Por Su Wand Regina

Una ventana al infinito: ¿qué es el estilo para Pedro Coronel?

Extractos de la nota publicada a partir de la entrevista realizada por la periodista mejicana Cristina Pacheco al artista Pedro Coronel (1923-1985):

"La guerra florida", 1958,
oleo sobre lienzo, 110 x 265 cm. 

"P.C.: (...) Un artista, cuando lo es verdaderamente, aspira a la superación constante. Me parecería vanidoso decir: "ya llegué", "ya soy lo que quise ser". Uno jamás está satisfecho con lo que hace y por eso siempre tiene la sensación de que su trabajo está inconcluso. El artista cambia constantemente, es un producto vivo de la naturaleza: cuando está satisfecho de su obra entonces muere, porque ya no busca.

C.P.: Puede ser que un artista, desde sus comienzos se adueñe de un estilo y sea algo que ya no busque...

P.C.: Eso de "tener un estilo" puede resultar una trampa. Muchos artistas se escudan en su "estilo" para copiarse una y otra vez.

C.P.: ¿Qué es, entonces, el verdadero estilo?

P.C.: Algo que está en toda la obra de un artista y no sólo en los cuadros que han tenido éxito de crítica o éxito económico, que es muy importante. Sabemos muy bien que hay escritores que tienen éxito con un libro y después escriben todos los demás sobre ese patrón.
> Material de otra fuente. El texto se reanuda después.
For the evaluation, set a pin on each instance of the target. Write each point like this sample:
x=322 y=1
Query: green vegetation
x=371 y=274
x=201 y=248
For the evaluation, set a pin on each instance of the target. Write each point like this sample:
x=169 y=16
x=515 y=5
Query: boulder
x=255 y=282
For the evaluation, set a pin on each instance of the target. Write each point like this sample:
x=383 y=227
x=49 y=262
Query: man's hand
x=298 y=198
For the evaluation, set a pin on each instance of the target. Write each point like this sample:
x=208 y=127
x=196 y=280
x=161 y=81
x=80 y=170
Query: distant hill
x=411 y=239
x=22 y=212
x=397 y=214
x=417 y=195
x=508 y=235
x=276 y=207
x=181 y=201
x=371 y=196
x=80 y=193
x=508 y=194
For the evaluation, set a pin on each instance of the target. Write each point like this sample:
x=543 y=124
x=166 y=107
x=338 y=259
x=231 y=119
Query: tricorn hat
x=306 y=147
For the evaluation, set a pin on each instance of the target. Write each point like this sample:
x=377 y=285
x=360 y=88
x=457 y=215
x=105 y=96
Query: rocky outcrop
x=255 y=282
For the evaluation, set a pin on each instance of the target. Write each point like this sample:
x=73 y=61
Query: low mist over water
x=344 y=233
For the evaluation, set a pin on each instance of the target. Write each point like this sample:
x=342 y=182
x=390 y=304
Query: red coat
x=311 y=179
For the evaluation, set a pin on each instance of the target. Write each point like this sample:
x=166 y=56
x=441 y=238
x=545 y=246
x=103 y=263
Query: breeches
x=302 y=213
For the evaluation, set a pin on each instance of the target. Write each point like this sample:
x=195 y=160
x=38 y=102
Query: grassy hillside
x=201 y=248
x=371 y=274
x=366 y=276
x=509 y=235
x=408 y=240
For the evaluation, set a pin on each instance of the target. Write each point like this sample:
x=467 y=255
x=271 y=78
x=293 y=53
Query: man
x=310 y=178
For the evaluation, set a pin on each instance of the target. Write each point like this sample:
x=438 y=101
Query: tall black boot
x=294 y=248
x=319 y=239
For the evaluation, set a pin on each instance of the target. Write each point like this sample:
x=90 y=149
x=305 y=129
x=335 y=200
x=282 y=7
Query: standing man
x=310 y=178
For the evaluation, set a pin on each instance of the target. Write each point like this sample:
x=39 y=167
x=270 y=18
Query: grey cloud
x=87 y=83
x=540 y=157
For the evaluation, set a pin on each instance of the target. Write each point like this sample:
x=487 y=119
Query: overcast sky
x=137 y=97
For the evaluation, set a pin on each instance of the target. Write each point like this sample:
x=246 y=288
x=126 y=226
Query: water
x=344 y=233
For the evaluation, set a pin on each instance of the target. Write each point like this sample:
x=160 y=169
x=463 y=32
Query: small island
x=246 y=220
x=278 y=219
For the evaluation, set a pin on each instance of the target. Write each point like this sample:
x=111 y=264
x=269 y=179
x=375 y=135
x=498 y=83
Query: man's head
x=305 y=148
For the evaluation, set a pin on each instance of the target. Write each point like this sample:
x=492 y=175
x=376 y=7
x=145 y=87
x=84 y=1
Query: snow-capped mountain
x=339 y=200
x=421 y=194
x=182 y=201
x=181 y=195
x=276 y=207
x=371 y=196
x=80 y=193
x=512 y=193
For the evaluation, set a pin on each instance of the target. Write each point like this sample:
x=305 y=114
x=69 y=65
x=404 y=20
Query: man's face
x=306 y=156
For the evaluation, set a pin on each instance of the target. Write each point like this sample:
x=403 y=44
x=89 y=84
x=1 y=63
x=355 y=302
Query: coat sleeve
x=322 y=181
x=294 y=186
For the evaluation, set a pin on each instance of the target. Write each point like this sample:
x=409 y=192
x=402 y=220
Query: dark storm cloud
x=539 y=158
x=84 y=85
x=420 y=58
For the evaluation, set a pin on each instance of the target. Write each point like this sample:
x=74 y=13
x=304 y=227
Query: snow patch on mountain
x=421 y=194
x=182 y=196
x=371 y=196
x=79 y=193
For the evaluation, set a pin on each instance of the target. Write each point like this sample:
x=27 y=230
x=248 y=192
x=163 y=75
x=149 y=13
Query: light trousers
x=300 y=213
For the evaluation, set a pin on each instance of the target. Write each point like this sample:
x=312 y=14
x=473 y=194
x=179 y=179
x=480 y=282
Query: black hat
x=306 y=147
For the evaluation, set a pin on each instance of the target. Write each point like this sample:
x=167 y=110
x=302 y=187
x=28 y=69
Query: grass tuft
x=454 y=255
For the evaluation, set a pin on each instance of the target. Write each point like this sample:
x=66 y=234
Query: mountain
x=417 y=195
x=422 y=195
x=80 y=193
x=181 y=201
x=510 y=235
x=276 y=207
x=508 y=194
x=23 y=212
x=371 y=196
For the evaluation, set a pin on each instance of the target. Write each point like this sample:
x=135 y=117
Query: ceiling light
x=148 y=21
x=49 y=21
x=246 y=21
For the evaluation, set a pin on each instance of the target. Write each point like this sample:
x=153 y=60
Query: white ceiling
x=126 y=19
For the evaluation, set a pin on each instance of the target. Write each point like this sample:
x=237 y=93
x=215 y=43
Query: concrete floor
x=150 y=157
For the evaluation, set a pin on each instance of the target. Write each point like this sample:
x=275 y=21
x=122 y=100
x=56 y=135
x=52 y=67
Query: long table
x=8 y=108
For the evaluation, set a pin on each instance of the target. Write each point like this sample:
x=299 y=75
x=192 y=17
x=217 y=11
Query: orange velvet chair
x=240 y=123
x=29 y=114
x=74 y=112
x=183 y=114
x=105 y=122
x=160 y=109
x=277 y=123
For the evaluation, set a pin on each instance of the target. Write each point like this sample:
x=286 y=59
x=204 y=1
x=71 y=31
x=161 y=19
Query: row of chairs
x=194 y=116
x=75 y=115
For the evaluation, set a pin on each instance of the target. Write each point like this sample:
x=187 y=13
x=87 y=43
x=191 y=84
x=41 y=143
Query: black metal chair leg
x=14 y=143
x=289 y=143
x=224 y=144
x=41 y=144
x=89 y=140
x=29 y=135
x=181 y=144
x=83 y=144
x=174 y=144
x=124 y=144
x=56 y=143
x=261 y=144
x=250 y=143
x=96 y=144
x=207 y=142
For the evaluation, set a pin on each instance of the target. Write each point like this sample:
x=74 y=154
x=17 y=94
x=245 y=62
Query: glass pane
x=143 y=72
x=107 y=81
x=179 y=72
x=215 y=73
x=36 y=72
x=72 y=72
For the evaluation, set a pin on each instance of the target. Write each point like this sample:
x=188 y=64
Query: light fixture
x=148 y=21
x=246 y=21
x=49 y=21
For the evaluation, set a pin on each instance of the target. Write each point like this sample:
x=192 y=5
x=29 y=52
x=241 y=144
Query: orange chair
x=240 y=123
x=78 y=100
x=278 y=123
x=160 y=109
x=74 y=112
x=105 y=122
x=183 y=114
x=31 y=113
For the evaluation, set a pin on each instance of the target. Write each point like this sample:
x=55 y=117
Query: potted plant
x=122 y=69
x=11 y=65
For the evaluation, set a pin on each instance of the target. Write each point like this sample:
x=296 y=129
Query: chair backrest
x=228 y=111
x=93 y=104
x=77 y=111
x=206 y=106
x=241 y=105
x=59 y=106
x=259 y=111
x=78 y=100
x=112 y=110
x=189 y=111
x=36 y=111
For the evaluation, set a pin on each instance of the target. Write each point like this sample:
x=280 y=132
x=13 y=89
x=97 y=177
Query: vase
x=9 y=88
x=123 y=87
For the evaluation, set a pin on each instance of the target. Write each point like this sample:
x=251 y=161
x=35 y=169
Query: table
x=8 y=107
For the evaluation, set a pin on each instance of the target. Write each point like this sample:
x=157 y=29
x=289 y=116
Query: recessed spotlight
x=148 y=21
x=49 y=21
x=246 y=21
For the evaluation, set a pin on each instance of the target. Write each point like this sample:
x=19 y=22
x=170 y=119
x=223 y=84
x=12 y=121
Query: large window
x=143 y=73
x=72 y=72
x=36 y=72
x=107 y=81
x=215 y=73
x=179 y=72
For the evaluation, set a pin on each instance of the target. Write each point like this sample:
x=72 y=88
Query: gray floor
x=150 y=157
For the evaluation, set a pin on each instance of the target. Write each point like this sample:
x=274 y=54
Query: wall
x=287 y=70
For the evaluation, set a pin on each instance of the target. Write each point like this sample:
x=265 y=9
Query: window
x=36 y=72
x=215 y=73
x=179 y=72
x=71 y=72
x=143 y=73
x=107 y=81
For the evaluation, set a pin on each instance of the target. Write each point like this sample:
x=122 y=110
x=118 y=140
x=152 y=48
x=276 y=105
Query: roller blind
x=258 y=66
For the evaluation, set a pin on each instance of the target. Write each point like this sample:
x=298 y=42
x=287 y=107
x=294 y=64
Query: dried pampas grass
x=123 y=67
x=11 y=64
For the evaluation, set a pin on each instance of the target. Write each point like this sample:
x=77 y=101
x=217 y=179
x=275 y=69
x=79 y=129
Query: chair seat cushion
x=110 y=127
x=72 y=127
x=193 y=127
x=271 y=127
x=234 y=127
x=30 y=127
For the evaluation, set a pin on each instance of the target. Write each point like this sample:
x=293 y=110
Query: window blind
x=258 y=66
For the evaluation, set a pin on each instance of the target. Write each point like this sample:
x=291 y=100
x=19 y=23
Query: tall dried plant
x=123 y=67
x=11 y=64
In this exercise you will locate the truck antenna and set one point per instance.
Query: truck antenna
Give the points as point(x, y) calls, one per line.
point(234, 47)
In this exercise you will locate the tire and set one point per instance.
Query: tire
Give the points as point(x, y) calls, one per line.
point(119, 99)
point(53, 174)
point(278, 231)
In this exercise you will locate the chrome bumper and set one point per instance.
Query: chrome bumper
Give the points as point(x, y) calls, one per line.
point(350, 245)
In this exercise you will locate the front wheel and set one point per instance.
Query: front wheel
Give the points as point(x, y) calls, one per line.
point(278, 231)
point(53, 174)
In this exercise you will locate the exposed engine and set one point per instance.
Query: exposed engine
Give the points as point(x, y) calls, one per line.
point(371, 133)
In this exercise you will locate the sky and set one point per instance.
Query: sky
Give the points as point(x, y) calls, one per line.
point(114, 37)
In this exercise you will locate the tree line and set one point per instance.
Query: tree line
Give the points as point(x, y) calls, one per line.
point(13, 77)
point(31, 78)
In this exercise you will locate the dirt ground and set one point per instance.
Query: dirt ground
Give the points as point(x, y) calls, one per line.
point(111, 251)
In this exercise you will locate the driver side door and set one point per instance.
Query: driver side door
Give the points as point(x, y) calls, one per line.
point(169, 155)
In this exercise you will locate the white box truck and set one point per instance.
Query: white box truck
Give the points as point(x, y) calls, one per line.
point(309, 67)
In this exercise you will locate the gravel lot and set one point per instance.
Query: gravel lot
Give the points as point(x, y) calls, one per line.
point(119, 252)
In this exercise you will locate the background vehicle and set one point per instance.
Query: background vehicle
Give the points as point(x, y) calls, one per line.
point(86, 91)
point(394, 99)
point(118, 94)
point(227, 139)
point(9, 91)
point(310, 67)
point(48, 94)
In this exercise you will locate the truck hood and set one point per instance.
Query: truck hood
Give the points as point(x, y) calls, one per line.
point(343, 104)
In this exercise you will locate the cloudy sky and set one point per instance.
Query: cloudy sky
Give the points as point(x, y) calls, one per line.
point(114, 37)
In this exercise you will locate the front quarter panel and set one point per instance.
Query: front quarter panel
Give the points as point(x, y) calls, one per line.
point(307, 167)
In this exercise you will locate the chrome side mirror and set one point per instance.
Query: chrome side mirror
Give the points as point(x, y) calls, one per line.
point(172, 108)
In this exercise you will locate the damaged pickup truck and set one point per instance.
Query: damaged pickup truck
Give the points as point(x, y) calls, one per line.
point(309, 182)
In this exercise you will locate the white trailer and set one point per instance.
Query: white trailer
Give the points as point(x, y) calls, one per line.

Entonces ya no los impulsa el deseo de crear algo, sino de fabricar algo que tendrá un buen mercado.

"Naturaleza muerta", 1958, oleo sobre lienzo, 57.5 x 67.5 cm. 

C.P.: Habló usted del éxito de crítica y del éxito económico. Usted ha disfrutado de ambos.

P.C.: Desgraciadamente, en la vida de un artista plástico importa mucho que la obra se venda; pero importa todavía más que no se deje impresionar por el éxito económico.

C.P.: ¿Le gusta el dinero?

P.C.: Mucho. Me encanta. el dinero me parece extraordinario y maravilloso porque me ha permitido adquirir todo el arte que forma la colección que ahora está en Zacatecas.

C.P.: ¿El éxito determina realmente el valor del artista?

P.C.: No, pero le permite hacer cosas; aunque, claro, más allá del reconocimiento, del éxito, un artista vale siempre y cuando sepa considerar su obra como una parte de su trabajo.

C.P.: ¿Como un oficio?

P.C.: No, en todo caso como una artesanía. El arte nunca puede ser un oficio. El arte es parte de la vida cotidiana, es producto de una bendición divina: piense que de pronto un ser común y corriente está lleno de creatividad, de magia. El arte es eso: magia prodigiosa y única. Conocido o no, famoso o no, rico o no, el artista es, es por su obra. Allí tiene por ejemplo a la Coatlicue. La considero como una de las piezas maravillosas del arte universal. Ignoramos el nombre de su escultor, su edad, todo. Pero sabemos lo que importa saber: que ese trabajo era y será para siempre una obra de arte. Piense que todo el arte prehispánico es así: anónimo.

C.P.:  Así que cada cuadro es como una ventana.

P.C.: El artista la abre para mirar y para que otros miren: para compartir su vivencia plástica, para no estar solo."

"Los Alucinados", 1959, oleo sobre lienzo, 177.5 x 137.5 cm.

Fuente:
PACHECO, Cristina (130-132: 1996) "La luz de México. Entrevistas con pintores y fotógrafos". México, D.F.:Fondo de Cultura Económica, segunda edición, 637 páginas.